Term-Query Graph for Search Query Recommendation
A Scala implementation of a Term-Query Graph for search query recommendations.
See Bonchi et al. (WWW 2011), Bonchi et al. (SIGIR 2012). An implementation similar to this was used for Feild and Allan (SIGIR 2013).
License
See LICENSE in root directory.
Compiling
This package uses Scala 2.11 and SBT (I'm currently using version 0.13.1). Compiling is simple; navigate to the main directory in a console and type:
sbt package
This will create a jar file:
target/scala-2.11/termquerygraph_2.11-1.1.jar
Usage
There are two stages required to use this package for query recommendations. They are:
- creating a term-query graph
- running queries
We elaborate on these below.
Creating a term-query graph
This step assumes that you have a file consisting of query pairs and counts.
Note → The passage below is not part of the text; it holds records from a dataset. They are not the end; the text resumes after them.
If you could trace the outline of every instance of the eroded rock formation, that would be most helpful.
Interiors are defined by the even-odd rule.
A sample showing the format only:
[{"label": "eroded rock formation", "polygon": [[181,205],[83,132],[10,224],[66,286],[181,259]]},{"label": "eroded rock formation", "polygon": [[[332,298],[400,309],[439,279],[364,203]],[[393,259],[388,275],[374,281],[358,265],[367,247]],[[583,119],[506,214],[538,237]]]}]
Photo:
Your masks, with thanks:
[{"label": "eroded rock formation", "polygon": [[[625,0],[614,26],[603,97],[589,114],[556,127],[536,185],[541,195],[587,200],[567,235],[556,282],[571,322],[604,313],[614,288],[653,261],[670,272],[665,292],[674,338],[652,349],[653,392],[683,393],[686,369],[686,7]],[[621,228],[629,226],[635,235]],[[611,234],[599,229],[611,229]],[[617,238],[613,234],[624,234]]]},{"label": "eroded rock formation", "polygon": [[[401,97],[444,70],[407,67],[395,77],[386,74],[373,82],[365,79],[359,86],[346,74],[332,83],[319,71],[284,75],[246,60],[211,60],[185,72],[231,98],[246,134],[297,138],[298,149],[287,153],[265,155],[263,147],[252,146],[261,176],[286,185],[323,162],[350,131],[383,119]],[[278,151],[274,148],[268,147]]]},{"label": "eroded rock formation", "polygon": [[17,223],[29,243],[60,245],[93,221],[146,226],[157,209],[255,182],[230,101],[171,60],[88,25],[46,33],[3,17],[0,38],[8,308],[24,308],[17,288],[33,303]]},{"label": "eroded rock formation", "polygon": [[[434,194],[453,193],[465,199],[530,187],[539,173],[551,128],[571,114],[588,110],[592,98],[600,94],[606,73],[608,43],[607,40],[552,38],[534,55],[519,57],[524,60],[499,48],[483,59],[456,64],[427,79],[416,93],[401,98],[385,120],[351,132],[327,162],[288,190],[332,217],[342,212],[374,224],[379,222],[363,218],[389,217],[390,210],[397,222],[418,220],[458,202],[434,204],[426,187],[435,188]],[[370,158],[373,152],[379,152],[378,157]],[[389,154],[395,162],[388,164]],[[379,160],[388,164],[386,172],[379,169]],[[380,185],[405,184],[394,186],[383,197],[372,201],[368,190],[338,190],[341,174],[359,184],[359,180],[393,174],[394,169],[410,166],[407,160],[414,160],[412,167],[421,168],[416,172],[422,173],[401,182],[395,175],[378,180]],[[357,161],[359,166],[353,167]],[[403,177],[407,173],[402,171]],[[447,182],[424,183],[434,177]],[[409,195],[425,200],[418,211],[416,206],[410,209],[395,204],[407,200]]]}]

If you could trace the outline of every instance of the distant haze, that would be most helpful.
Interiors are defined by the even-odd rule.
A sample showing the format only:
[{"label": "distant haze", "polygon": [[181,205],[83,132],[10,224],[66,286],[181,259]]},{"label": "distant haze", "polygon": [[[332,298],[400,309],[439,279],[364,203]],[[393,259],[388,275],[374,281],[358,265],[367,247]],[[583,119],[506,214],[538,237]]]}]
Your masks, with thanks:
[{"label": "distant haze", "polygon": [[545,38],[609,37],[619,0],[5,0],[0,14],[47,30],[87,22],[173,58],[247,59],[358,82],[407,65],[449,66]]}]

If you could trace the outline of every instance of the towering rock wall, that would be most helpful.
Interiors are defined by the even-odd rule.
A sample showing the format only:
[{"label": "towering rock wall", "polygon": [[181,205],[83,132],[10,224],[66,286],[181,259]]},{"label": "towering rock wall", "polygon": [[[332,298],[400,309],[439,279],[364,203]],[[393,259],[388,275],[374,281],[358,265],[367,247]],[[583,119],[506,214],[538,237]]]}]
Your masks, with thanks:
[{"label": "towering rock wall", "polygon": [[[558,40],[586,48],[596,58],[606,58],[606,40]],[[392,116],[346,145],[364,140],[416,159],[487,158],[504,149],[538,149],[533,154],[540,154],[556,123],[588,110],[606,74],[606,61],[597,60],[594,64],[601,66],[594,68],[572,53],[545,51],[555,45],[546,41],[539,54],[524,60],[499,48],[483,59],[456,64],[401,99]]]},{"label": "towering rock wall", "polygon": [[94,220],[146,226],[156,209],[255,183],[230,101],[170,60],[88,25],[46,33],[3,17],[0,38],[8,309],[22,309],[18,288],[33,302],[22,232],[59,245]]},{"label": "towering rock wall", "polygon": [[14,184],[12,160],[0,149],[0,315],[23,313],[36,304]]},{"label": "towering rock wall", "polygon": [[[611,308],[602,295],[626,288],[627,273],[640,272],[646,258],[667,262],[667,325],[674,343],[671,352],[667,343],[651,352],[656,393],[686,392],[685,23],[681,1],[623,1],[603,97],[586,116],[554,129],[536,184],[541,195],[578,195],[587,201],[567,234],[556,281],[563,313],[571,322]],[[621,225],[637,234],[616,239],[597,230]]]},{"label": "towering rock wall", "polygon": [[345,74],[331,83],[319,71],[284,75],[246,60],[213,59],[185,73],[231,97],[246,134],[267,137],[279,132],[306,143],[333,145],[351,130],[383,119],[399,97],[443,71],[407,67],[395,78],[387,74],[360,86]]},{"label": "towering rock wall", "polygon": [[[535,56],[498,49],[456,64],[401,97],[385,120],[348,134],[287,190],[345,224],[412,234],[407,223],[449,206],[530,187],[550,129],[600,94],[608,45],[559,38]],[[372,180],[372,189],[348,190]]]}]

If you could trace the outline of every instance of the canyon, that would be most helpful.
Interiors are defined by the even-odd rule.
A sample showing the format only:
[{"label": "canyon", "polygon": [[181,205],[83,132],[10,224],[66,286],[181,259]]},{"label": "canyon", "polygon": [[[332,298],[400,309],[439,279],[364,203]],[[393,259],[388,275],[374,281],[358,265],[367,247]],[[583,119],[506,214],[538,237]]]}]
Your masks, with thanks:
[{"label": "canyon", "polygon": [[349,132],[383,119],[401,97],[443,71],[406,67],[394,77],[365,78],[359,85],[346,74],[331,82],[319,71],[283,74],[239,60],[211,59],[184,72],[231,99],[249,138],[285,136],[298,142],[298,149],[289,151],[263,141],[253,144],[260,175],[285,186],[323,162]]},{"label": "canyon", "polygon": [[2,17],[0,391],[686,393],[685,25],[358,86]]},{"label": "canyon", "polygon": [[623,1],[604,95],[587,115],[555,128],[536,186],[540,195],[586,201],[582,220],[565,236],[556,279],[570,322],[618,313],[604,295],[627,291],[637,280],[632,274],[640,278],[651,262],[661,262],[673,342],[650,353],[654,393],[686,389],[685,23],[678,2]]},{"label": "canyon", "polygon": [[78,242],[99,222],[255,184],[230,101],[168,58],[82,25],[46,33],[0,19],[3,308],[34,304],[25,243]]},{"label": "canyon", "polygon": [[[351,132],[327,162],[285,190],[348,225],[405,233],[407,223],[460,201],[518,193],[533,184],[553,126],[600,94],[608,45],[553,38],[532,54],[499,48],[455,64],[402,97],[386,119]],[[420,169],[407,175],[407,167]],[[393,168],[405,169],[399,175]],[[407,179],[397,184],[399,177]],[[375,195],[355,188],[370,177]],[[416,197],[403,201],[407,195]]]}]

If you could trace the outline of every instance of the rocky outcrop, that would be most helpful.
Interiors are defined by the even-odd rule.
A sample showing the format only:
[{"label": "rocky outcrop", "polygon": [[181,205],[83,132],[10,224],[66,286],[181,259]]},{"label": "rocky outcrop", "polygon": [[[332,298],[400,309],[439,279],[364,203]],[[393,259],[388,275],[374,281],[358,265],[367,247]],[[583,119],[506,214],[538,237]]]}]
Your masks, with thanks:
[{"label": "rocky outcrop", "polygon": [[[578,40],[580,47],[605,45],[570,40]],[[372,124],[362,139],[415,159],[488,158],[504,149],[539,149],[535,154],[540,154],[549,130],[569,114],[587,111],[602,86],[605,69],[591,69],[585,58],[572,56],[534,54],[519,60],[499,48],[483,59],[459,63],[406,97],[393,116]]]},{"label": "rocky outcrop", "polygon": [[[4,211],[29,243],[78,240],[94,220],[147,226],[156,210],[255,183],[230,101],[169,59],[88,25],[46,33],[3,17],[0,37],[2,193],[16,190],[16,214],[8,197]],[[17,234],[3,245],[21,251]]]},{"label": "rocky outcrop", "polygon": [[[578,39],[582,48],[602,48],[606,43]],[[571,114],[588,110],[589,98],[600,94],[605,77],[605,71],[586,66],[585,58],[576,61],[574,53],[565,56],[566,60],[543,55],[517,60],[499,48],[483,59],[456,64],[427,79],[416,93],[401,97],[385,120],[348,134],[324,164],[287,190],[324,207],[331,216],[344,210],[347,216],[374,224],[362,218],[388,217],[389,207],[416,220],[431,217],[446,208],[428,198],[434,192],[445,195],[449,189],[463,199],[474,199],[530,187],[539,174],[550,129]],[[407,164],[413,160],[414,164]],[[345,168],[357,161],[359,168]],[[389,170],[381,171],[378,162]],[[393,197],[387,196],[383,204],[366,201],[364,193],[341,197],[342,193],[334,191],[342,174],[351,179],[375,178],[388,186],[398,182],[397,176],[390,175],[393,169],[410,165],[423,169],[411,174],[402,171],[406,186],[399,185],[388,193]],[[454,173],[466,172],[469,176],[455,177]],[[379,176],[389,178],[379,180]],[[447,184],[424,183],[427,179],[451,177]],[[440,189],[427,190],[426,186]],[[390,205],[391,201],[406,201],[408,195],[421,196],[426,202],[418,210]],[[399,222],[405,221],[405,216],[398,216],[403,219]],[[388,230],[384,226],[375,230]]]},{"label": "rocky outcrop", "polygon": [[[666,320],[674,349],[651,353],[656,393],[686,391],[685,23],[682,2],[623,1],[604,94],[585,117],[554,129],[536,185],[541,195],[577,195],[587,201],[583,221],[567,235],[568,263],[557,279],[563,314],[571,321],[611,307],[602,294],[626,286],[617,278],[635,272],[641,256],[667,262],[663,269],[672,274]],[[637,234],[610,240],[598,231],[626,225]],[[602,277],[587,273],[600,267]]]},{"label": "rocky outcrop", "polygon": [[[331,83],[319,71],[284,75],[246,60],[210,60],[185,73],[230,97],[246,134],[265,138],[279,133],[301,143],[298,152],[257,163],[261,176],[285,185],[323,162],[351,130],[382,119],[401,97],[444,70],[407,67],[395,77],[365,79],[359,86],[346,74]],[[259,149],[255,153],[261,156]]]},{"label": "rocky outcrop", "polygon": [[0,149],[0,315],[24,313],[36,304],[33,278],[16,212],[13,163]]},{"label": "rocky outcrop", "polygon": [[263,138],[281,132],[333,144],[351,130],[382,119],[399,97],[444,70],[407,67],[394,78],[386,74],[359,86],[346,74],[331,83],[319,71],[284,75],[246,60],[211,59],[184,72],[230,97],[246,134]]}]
In the term-query graph, queries are nodes and the counts are placed on
directional edges going from query1
to query2
. Note that outgoing edges are
normalized for each query. The file should have a header and three tab-separated
columns: query1
, query2
, and count
. Here's an example:
query1 query2 count
foo foobar 103
foo bar 200
foobar foo bar 19
...
There is a fuller example in:
samples/pairs.tsv
Assuming you have such a file, you can generate the term-query graph using
the ProcessQueryPairs
class. Here's the usage:
scala -cp target/scala-2.11/termquerygraph_2.11-1.1.jar \
edu.umass.ciir.tqgraph.ProcessQueryPairs
Usage: ProcessQueryPairs <query pair file> <out dir> [<query count est>]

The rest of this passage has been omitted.